Now, Sinicorpe and Economic Research director Lauritz Mills say the final report, expected to be submitted by the end of 2005, will contain only one option.
"This is the option we are proposing," Mills said in a telephone interview given last week. Both she and Sinicorpe said Turnbull is aware of the changes to be expected in the final report, and is endorsing to the pool coverage plan.
However, one industry specialist, Carl Gotts, owner of Gotts and Associates Insurance, is less optimistic about the possibility of most health insurance carriers going along with the idea "It works in other states where there are millions of people. But insurance companies are in the business to make money," Gotts said. "Our numbers are not big enough to warrant that sort of program.
"We have 105,000 population. About 33,000 are covered under the government insurance policy including retirees, dependents, as well as workers."
Of the remaining groups who cannot afford coverage, or who aren't covered under private companies, many are high risk – the same as those who cannot get standard automobile insurance coverage, Gotts said.

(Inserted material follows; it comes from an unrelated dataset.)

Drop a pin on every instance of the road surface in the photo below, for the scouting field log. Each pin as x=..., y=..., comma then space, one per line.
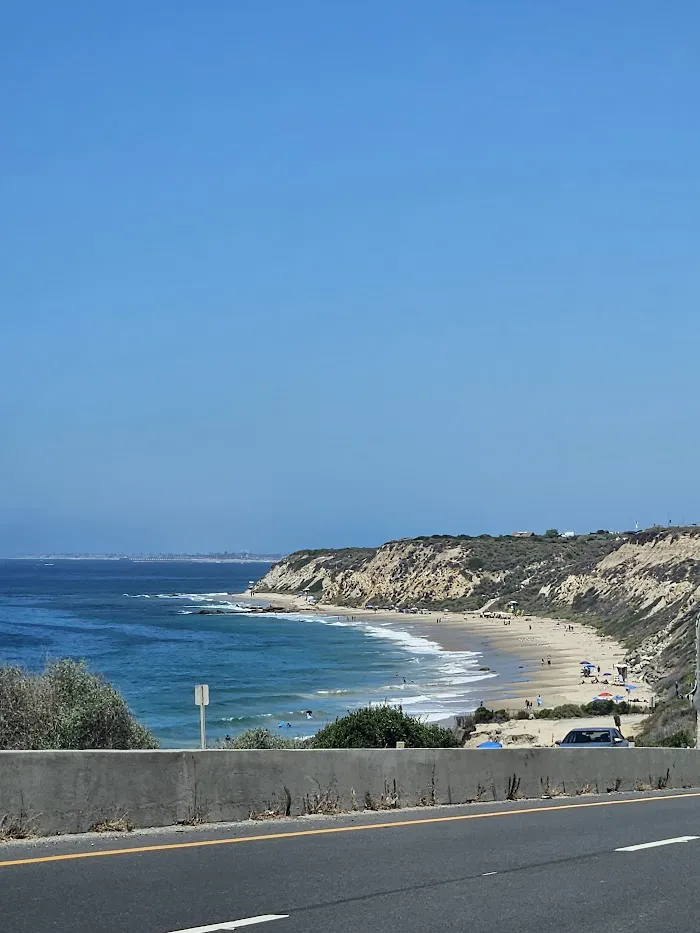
x=623, y=863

But Sinicorpe told the Source she has been in conversation with a "major underwriter" about the possibility of forming a pool to address the uninsured problem. She wouldn't name the company, and wouldn't say if it was only one company, or if it was a company, or companies, already doing business in the territory.
However, she did say "legislation" would likely be required in order to implement the plan.
Later this year Sinicorpe said a report on the two-year effort should be presented to Turnbull. The recommendations are expected to come in the form of policy options, from which officials are expected to choose.
The dilemma of the uninsured was on the mind of the chief executive. In a statement issued from Government House last week Turnbull pointed out that more individuals, families and small companies are having a harder time finding affordable health coverage in the territory.